We’d like to thank everyone who had a hand in making this year’s Oregon AT Summit a success, including our partners in planning the event, all the presenters, our Summit sponsors, and everyone who came out on Monday and Tuesday this week to join in the conversation.

Comment

Comments (3)

  1. Troy Clear Permalink  | May 09, 2014 08:33am

    To assist the reader of an article it is common practice in journalism to define acronymns the first time they are used in an article. Where is “AT” defined? As a new reader to this topic the meaning of “AT” is not obvious. Readers can guess or infer but it better to state it clearly.

    • Will Vanlue Permalink  | May 15, 2014 09:27am

      Thank you Troy! That’s a good point, and I just added the full name of the Oregon Active Transportation (AT) Summit at the start.

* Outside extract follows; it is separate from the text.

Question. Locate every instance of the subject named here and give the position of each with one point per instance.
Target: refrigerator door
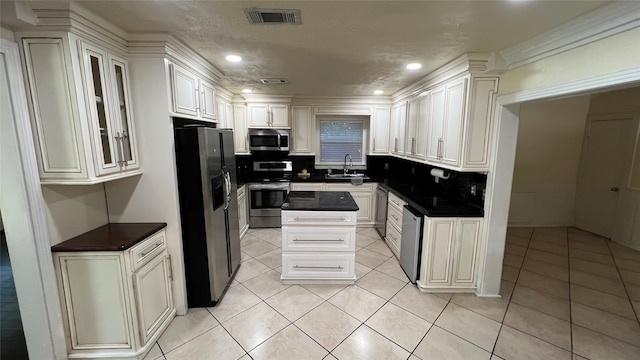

  2. jpwilcox Permalink  | May 26, 2014 08:39am

    Transportation equity is a nice way of responding to the transportation discrimination currently practiced in the U.S. Transportation discrimination takes the form of prioritizing billions of dollars to support single occupancy vehicles while neglecting equal funding for public transportation, walking and cycling. The Highway Trust Fund is broke, but will likely be supported by more infusions of taxpayer funds (without raising the national gas tax)under the auspices that the money is for safety and commerce. Efforts to counter this sea of discrimination may be better served by calling it that – discrimination – instead of using the soft term: “equity”.

    Public roads are public spaces. We define the most wise use of such roads by how best they can serve the automobile, using that metric to judge all other options. In our own city of Eugene, we are engaged in a nearly two year debate over a .6 mile section of Willamette street that has become politicized by calling those who want equal access the “bike lobby”. The label has led some to suppress their connection to cycling while amplifying their connection to pedestrians and public transit. Where are the state and national organizations when these local issues are fought?

    A common theme of educational efforts is the need to educate transportation planners about active transportation. I would guess that a transportation planner costs more than $100,000 a year in taxpayer dollars. We should expect them to educate themselves, attending such meetings like this one. Do we have to wait another 20 years for the newer and younger planners coming out of college to achieve the designs now being proposed in progressive educational settings?

    I support the efforts of those at the Active Transportation Summit. I used to attend them even before they broadened their population of interest to all forms of active transportation. I always came away energized and happy to make connections with the same 200 people each year. But not to worry, that positive feeling soon wore off as I moved about our built environment and realized just how daunting the problem is.

    Until we make those who drive cars (including me) pay the real cost of ownership and use those funds to practice affirmative action for walking, biking and transit, little will change. As it is now, we’re subsidizing transportation discrimination and it is costing all of us in more ways than misspent tax dollars.